With some additional functions, I also automated the building of the tree structure, depending on the number of polygons in a given object, and how many are passed down through a branch. As these were passed down through the branches, if the node contained (for example) more than 20 polygons, I ran that node through the divider again.
Finally, I iterated through the tree and globalised the data, and removed any empty nodes to get rid of branches with no value.
Then, I spent some time adjusting my ray intersection test functions. Mostly because it needed to depth test against the tree root, branch and leaf nodes. It's really paid dividends, the rendered times have been significantly reduced. Particularly for polygon heavy models.
So far all this has been a huge success, but there was more to squeeze out. I noticed that the root node was still housing quite a number of polygons, which in the case of the Dragon model, was still making the initial tree intersection test slow. The way I built the acceleration structure meant some polygons on borders of node bounding boxes were not considered. It left quite a number of polygons in the root node's data. So I made another tree branching algorithm, that runs after the first initial tree build. It differs from the first type in that the node boundaries are set differently. This means I can catch polygons that didn't process through the first set of tree branches, and re-test them with a series of branches that have different boundaries.

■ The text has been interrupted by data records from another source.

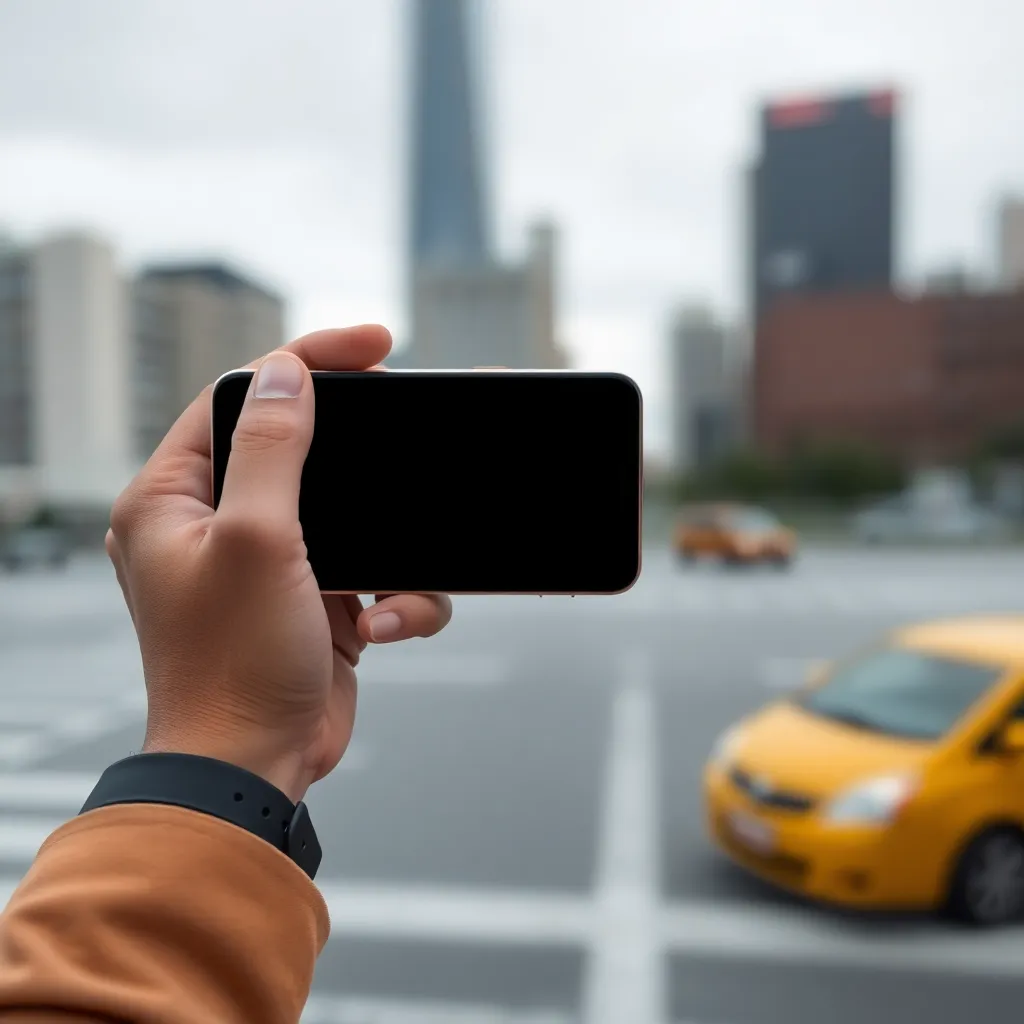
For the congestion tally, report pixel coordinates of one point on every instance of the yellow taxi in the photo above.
(891, 780)
(737, 535)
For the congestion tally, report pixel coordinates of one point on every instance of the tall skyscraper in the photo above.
(707, 394)
(1012, 243)
(81, 372)
(822, 205)
(65, 376)
(467, 307)
(449, 203)
(194, 322)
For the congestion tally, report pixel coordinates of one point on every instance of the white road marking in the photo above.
(331, 1010)
(425, 669)
(778, 933)
(49, 791)
(692, 927)
(22, 836)
(463, 914)
(16, 744)
(624, 978)
(787, 673)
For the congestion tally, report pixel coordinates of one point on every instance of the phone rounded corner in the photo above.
(240, 373)
(630, 382)
(631, 584)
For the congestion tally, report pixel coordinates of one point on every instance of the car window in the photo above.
(901, 692)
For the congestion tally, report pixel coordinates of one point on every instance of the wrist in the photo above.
(286, 772)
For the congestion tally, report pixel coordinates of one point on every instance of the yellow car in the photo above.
(737, 535)
(892, 780)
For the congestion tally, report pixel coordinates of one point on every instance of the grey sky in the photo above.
(273, 132)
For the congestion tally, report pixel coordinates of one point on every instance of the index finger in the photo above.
(180, 465)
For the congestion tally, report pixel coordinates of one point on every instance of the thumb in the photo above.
(270, 443)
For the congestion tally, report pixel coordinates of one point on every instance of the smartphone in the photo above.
(471, 481)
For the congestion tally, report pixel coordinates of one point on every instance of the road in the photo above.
(514, 835)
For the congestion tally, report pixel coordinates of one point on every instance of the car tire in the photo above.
(987, 886)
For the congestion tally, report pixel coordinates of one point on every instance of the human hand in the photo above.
(245, 660)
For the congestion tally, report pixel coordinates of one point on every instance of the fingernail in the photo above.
(279, 377)
(386, 626)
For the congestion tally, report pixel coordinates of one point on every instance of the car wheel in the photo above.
(987, 887)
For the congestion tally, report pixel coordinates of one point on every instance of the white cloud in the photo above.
(273, 133)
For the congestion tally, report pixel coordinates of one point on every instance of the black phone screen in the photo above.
(480, 481)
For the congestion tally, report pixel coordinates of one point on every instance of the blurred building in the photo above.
(192, 323)
(1012, 243)
(821, 210)
(926, 379)
(15, 366)
(488, 313)
(467, 306)
(66, 355)
(708, 389)
(449, 222)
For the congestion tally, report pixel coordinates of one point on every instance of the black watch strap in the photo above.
(214, 787)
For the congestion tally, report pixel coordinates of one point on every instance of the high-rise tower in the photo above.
(449, 219)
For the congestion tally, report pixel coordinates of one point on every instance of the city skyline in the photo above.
(299, 175)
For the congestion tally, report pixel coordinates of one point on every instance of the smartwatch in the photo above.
(216, 787)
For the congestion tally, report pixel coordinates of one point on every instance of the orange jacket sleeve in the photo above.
(157, 914)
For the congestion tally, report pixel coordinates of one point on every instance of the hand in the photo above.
(244, 659)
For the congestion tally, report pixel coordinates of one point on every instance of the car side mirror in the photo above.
(1012, 737)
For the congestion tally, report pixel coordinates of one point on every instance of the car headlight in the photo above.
(724, 750)
(876, 801)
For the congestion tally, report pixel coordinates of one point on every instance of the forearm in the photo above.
(146, 913)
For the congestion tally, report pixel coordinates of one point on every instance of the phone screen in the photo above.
(488, 482)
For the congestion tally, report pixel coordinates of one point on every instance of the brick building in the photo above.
(925, 378)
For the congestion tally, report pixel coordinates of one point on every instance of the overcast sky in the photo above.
(272, 132)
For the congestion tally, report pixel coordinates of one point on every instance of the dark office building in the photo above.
(822, 205)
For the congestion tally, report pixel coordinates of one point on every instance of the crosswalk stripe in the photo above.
(16, 744)
(696, 927)
(795, 935)
(22, 836)
(50, 791)
(430, 669)
(346, 1010)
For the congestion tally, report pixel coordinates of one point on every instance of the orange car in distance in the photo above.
(737, 535)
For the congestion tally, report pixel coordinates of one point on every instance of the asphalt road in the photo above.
(515, 833)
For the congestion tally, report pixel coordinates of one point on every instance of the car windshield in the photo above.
(754, 520)
(901, 692)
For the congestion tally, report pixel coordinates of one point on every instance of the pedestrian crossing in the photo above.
(60, 688)
(681, 597)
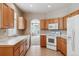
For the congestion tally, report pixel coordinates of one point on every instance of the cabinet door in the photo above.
(59, 45)
(5, 16)
(10, 17)
(64, 46)
(65, 23)
(43, 41)
(17, 52)
(22, 49)
(46, 24)
(42, 24)
(61, 23)
(0, 14)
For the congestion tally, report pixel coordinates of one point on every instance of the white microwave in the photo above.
(53, 26)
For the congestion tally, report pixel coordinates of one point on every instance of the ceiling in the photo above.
(41, 7)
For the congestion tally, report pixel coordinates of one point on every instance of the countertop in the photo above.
(63, 36)
(13, 40)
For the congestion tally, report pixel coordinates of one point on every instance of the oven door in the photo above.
(51, 41)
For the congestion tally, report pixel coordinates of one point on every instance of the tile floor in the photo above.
(38, 51)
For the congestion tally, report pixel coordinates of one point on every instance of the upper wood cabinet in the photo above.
(6, 16)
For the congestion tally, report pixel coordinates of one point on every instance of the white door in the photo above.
(35, 32)
(77, 35)
(70, 31)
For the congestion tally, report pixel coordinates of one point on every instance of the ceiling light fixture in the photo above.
(49, 6)
(31, 5)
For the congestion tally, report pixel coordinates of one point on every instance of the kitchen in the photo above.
(44, 28)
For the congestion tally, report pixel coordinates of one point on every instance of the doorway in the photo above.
(35, 32)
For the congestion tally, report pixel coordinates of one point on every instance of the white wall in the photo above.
(64, 11)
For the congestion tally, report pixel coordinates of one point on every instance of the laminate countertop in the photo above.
(13, 40)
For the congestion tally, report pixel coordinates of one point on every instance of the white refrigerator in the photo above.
(73, 36)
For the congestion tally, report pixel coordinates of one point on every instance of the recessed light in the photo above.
(49, 6)
(31, 5)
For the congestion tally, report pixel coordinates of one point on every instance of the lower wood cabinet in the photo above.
(62, 45)
(43, 41)
(18, 49)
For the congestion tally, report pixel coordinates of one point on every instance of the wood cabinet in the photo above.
(10, 17)
(55, 20)
(61, 23)
(4, 22)
(43, 41)
(18, 49)
(62, 45)
(42, 24)
(6, 16)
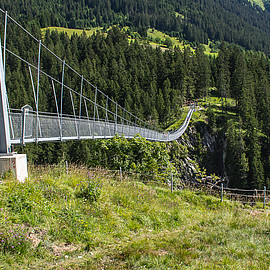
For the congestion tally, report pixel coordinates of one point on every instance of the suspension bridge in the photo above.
(72, 114)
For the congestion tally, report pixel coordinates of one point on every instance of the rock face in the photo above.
(205, 149)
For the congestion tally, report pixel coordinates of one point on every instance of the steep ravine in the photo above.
(205, 151)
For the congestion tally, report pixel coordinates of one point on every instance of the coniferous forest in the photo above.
(153, 83)
(234, 21)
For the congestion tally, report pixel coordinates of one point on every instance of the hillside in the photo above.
(242, 22)
(87, 219)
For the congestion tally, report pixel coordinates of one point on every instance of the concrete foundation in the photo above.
(17, 163)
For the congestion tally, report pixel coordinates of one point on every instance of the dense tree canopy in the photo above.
(234, 21)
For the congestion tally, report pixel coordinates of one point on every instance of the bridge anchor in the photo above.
(9, 161)
(14, 163)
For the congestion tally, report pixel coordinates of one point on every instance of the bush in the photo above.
(89, 190)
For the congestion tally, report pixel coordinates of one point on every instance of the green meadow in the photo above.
(88, 220)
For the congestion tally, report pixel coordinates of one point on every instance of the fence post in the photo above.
(264, 197)
(221, 194)
(120, 171)
(171, 183)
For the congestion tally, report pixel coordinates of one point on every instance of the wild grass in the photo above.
(126, 225)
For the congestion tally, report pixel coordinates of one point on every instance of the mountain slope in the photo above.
(235, 21)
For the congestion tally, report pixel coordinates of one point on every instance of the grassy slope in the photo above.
(151, 33)
(131, 226)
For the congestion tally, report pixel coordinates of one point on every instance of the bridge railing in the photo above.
(72, 114)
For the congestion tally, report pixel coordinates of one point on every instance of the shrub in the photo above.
(89, 190)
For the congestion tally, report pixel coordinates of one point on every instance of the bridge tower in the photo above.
(9, 161)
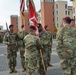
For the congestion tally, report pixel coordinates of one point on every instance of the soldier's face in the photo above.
(40, 28)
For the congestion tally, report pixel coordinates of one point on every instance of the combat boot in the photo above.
(23, 69)
(14, 70)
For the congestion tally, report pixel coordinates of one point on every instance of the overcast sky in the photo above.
(11, 7)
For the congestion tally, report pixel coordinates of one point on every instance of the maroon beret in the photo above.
(38, 25)
(22, 26)
(10, 26)
(32, 27)
(67, 19)
(45, 26)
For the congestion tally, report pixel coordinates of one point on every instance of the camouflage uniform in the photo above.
(45, 40)
(32, 45)
(49, 46)
(66, 48)
(12, 48)
(21, 46)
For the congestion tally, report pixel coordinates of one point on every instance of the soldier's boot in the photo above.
(11, 70)
(23, 69)
(14, 70)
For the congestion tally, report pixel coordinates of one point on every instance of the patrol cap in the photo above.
(22, 26)
(10, 26)
(45, 26)
(39, 25)
(32, 27)
(67, 19)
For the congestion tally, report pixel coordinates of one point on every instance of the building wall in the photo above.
(47, 14)
(74, 10)
(70, 11)
(61, 10)
(14, 21)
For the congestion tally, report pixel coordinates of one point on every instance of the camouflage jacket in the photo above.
(66, 42)
(45, 38)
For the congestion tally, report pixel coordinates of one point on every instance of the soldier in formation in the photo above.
(32, 47)
(66, 47)
(45, 39)
(10, 39)
(49, 47)
(21, 46)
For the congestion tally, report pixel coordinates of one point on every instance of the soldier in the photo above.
(10, 39)
(66, 47)
(21, 46)
(72, 23)
(49, 47)
(45, 40)
(32, 46)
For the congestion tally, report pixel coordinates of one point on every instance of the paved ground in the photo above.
(4, 70)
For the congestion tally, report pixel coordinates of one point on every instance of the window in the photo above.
(65, 6)
(57, 12)
(68, 12)
(56, 6)
(53, 13)
(65, 12)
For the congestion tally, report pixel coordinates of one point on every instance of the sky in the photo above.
(11, 7)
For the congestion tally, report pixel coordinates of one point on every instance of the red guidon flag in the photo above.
(22, 6)
(32, 16)
(32, 13)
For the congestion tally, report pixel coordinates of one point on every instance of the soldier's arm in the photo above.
(38, 44)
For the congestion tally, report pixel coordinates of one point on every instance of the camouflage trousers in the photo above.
(11, 55)
(49, 55)
(22, 51)
(31, 63)
(69, 66)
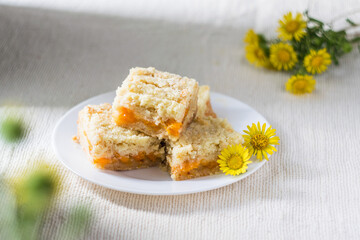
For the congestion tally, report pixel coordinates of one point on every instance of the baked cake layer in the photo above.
(196, 152)
(112, 147)
(157, 103)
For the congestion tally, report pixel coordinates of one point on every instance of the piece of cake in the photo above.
(196, 152)
(157, 103)
(204, 104)
(112, 147)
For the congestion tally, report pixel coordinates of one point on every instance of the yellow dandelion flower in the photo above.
(300, 84)
(260, 141)
(256, 55)
(282, 56)
(234, 160)
(251, 37)
(317, 61)
(292, 28)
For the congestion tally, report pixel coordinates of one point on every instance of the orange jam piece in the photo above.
(101, 162)
(173, 127)
(123, 115)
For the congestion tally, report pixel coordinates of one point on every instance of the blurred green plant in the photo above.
(12, 129)
(27, 201)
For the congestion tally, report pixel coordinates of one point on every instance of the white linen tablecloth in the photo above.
(56, 54)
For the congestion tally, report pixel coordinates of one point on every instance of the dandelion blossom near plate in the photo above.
(151, 181)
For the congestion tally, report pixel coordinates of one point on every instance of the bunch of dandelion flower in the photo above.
(260, 140)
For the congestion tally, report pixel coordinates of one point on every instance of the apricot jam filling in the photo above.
(124, 116)
(127, 160)
(188, 166)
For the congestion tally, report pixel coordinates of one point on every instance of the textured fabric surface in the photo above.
(51, 60)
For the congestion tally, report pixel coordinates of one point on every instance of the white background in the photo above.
(54, 54)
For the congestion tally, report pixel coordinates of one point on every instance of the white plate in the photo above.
(151, 181)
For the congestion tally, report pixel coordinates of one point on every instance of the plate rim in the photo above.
(129, 190)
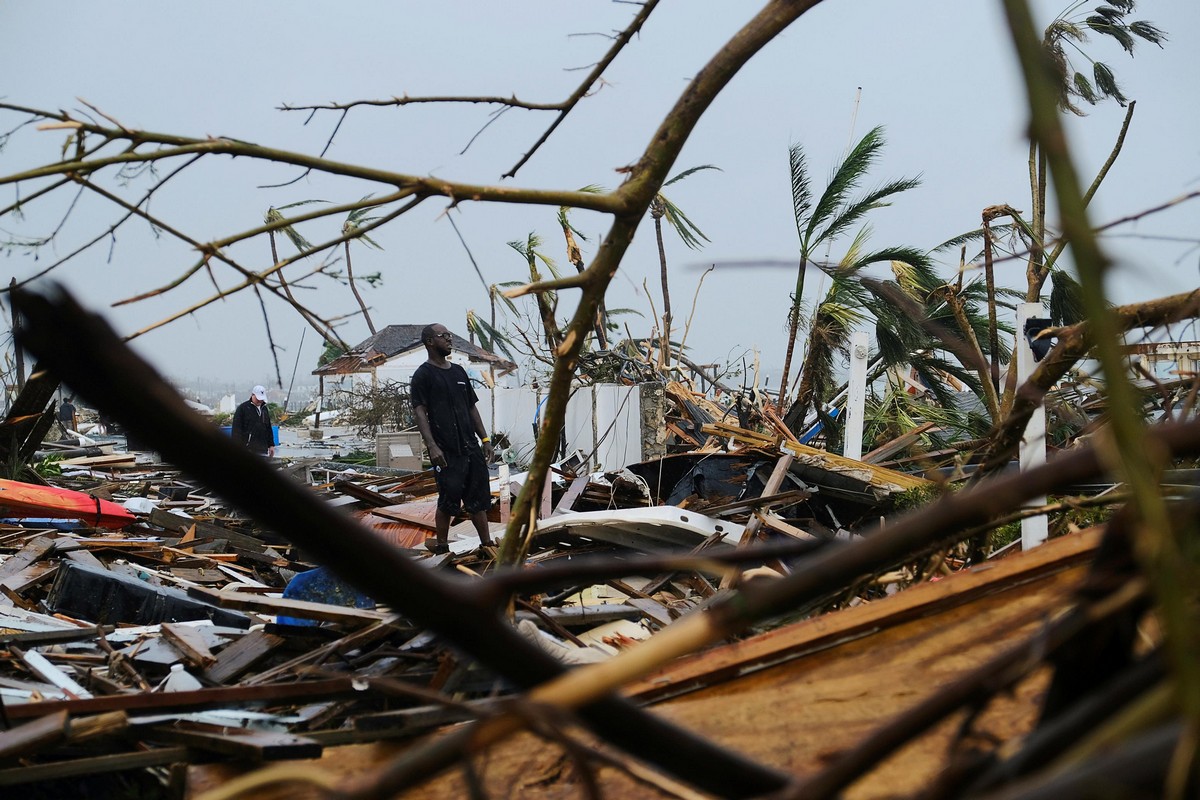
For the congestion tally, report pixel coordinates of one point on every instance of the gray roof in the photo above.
(395, 340)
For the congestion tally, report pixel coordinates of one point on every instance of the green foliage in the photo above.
(333, 350)
(358, 458)
(48, 467)
(684, 227)
(1069, 32)
(298, 240)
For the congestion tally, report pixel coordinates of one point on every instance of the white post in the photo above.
(856, 396)
(1033, 441)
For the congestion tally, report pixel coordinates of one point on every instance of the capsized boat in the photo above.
(23, 500)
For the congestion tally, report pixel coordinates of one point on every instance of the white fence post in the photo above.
(856, 397)
(1033, 443)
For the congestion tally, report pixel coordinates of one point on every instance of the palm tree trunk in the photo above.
(575, 256)
(993, 335)
(665, 341)
(354, 288)
(793, 329)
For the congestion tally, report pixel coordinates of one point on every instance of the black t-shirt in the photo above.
(448, 398)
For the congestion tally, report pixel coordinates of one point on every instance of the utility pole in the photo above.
(856, 397)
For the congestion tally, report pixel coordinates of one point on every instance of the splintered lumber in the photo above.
(243, 654)
(34, 735)
(120, 762)
(775, 523)
(753, 438)
(114, 459)
(199, 698)
(889, 449)
(298, 608)
(881, 479)
(239, 743)
(407, 518)
(798, 696)
(568, 500)
(1055, 557)
(41, 667)
(204, 529)
(189, 642)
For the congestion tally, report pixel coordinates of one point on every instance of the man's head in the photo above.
(437, 340)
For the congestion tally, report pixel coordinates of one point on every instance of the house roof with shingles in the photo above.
(397, 340)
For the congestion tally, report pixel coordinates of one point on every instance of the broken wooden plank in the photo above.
(573, 493)
(816, 633)
(41, 667)
(889, 449)
(243, 654)
(97, 765)
(775, 523)
(204, 529)
(407, 518)
(191, 643)
(299, 608)
(162, 702)
(34, 735)
(239, 743)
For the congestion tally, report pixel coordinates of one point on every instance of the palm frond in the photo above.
(1149, 32)
(802, 192)
(550, 264)
(845, 179)
(618, 312)
(1105, 26)
(687, 229)
(1083, 88)
(298, 240)
(1108, 83)
(689, 172)
(1066, 299)
(913, 270)
(298, 203)
(852, 212)
(490, 338)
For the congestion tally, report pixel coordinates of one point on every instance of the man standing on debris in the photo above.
(444, 405)
(252, 423)
(66, 415)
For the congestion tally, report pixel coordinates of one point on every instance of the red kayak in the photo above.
(23, 500)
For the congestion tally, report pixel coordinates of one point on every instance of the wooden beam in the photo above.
(300, 608)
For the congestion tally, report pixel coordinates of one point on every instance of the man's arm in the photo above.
(235, 426)
(481, 432)
(270, 431)
(423, 423)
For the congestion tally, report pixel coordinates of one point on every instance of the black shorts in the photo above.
(463, 483)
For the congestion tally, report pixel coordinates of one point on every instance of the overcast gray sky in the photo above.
(940, 76)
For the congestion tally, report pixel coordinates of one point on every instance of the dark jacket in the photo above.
(252, 427)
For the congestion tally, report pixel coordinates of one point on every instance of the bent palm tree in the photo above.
(661, 208)
(832, 216)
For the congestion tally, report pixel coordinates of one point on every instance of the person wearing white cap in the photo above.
(252, 423)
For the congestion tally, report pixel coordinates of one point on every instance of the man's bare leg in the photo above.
(442, 525)
(483, 528)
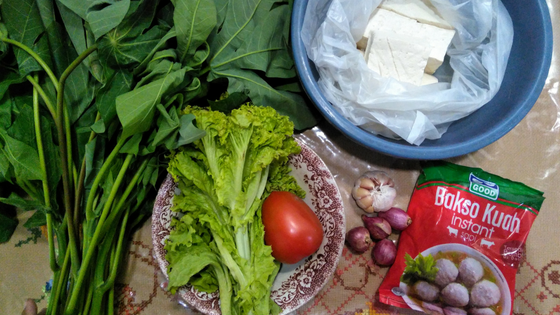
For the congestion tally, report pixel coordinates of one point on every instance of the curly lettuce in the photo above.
(223, 179)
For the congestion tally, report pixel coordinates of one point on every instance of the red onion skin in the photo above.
(397, 218)
(358, 239)
(384, 252)
(378, 227)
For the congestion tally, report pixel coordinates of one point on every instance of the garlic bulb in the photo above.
(374, 191)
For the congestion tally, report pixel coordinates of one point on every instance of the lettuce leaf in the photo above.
(223, 179)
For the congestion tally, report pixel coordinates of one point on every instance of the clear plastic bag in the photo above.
(468, 79)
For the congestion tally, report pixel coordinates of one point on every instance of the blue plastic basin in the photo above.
(524, 79)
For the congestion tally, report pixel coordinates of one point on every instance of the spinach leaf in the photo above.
(286, 103)
(250, 43)
(24, 24)
(136, 108)
(132, 146)
(22, 128)
(6, 171)
(119, 83)
(52, 159)
(24, 204)
(194, 20)
(128, 44)
(162, 42)
(3, 34)
(46, 10)
(74, 26)
(188, 132)
(36, 220)
(229, 102)
(5, 111)
(102, 17)
(22, 157)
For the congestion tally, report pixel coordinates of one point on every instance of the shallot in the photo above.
(374, 191)
(358, 239)
(378, 227)
(397, 218)
(384, 252)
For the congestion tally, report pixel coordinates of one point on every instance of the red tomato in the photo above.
(291, 228)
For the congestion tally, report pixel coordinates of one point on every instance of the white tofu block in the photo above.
(372, 63)
(428, 79)
(417, 10)
(438, 38)
(398, 57)
(384, 20)
(380, 57)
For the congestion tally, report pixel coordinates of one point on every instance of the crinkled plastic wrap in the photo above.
(468, 79)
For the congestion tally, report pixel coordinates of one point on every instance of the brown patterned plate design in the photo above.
(295, 284)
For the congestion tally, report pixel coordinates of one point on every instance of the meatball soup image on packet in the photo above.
(461, 253)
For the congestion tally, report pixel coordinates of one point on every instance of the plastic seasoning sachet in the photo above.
(462, 251)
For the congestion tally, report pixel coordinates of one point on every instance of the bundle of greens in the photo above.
(91, 100)
(223, 178)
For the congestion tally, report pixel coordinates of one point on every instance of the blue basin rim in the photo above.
(401, 148)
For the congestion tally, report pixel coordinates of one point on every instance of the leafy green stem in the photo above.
(37, 58)
(99, 177)
(46, 190)
(62, 113)
(124, 197)
(92, 246)
(43, 95)
(61, 281)
(115, 262)
(246, 55)
(236, 33)
(81, 179)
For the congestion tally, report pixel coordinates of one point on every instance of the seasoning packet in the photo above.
(461, 253)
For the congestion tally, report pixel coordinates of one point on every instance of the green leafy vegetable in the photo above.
(421, 268)
(223, 179)
(92, 106)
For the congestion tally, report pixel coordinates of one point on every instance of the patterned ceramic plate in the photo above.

This pushed the top level polygons out of the root node and further into the tree, and really helped bring the render times down even further. I suspect with a big more code juggling and bounding box design, I could make this more efficient as well.
As a final resort, I re-did the bounding box intersection test, and replaced it with a more up to date slab test. This did squeeze a little more out of the dragon render. On more polygon heavy scenes, it might even be more beneficial.
However, there are some limitations I found. If your object hasn't got many polygons, it's not really worth building a tree structure. There comes a point where there's nothing to gain over just using the brute force method on an object. Which is a bummer if the object is simple, like a thin cylinder that stretches over a big area. But if it's better to brute force, then brute force it has to be.
The acceleration structure has been a really good success. And while I may not be as skilled a programmer as a seasoned computer scientist, who could possibly squeeze out better render times with some code trickery, I'm really happy with the results. It's in a place speed-wise where I could use it for something now. A big box ticked here.
I'll try work on the image colours and the object materials next. I've had some troubles with the textures and colours, can't quite put my finger on why. There's an issue with HDRI maps not rendering either (they were previously). So not sure what's happened there. Once I've resolved some of these, I'll render out a better looking image and make a post for it.